Il 26 dicembre di un paio di anni fa, atterro in uno dei quattro aeroporti di Londra, di cui non farò il nome per correttezza morale e perché non me lo ricordo nemmeno (amnesia post-traumatica, sì?). Dopo aver superato il controllo passaporto e aver dato modo agli ispettori britannici di accertare che io non sia una criminale, mi dirigo verso il nastro trasportatore destinato ai bagagli del mio volo. Lentamente, uno dopo l'altro, questi arrivano tutti. Tutti. Tutti. T-u-t-t-i. Tranne il mio. Cosa sospetta, peraltro, dato che, solitamente, vengono persi stock di valigie, non una sola. Piano piano, la sala si svuota e io resto lì, depressa e schiacciata dal peso del karma, tradita dai santi e senza più ben sapere chi invocare in mio soccorso. Già immagino il mio amato trolley blu sbarcare smarrito su una qualche spiaggia caraibica e trangugiare tequila per dimenticare il dolore di avermi persa. Spinta dall'ultima briciola di speranza, arranco agonizzante verso il banco dei bagagli smarriti. I didn't get my luggage, piagnucolo a un omino stempiato. Lui controlla qualcosa al pc e, sorpreso, afferma che tutte le valigie imbarcate sul volo XXX sono state consegnate. Una vocina dentro la mia testa gli dà cortesemente del pirla e gli faccio notare che a me non è stato consegnato proprio un fico secco. L'omino stempiato medita qualche secondo sul da farsi, si scusa e scompare dietro una porta. La vocina nella mia testa gli dà di nuovo del pirla, questa volta un po' meno cortesemente di prima (un'altra vocina le fa presente che non è colpa di quel poveretto se il mio trolley blu è finito a Cuba, ma lei non le presta molta attenzione). Tuttavia, qualche minuto più tardi, accade l'inaspettato. L'omino stempiato rispunta da dietro la porta e si dirige a passo svelto verso di me, trascinando il mio fedele compagno di viaggio, in un misto di imbarazzo e soddisfazione. Mi spiega velocemente che la valigia, una volta scaricata dall'aereo, era stata dimenticata nonsobenedove e non era stata immessa sul nastro trasportatore del ritiro bagagli. Vi lascio un minuto per riflettere su questa cosa.
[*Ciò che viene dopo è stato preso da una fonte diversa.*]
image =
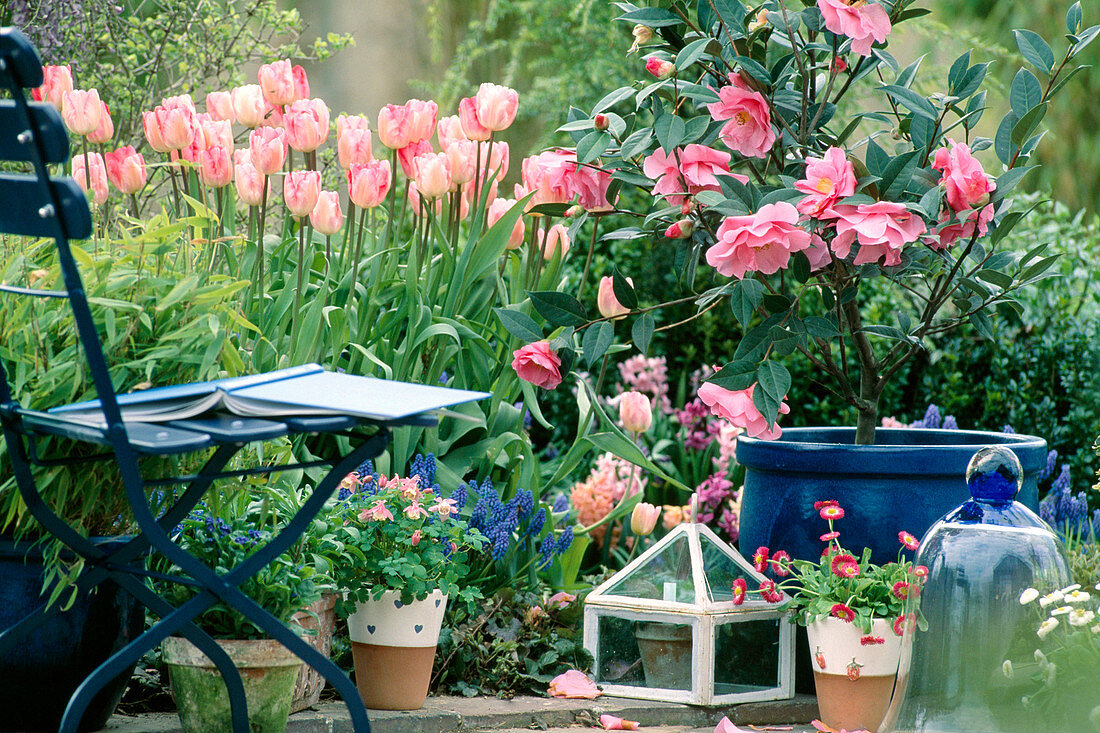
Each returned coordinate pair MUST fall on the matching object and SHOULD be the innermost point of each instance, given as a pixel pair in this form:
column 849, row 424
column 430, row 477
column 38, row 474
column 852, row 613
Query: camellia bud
column 682, row 229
Bene, riprendiamo. Non ricordo se l'EH?! che mi nasce spontaneo adesso mi sia uscito davvero. So per certo che la vocina dentro di me gli ha dato nuovamente del grandissimo pirla, prendendolo come capo espiatorio, mentre l'altra vocina già lo nominava senza indugio eroe e salvatore della patria. Quella sera, su un taxi diretto nel centro di Londra, la triste immagine del mio trolley blu ubriaco fradicio sul letto di un bungalow alle Antille veniva velocemente sostituita dall'inquietante pensiero del mio povero tesoro abbandonato a sé stesso nei meandri del terminal, ammaccato e infreddolito nell'umidiccio inverno britannico. Tutto è bene quel che finisce bene, insomma. E meno male che esistono gli ometti stempiati!
Su, su, ora voglio sentire le vostre disavventure aeroportuali. Un po' di terapia di gruppo non può che aiutare a superare i traumi, no?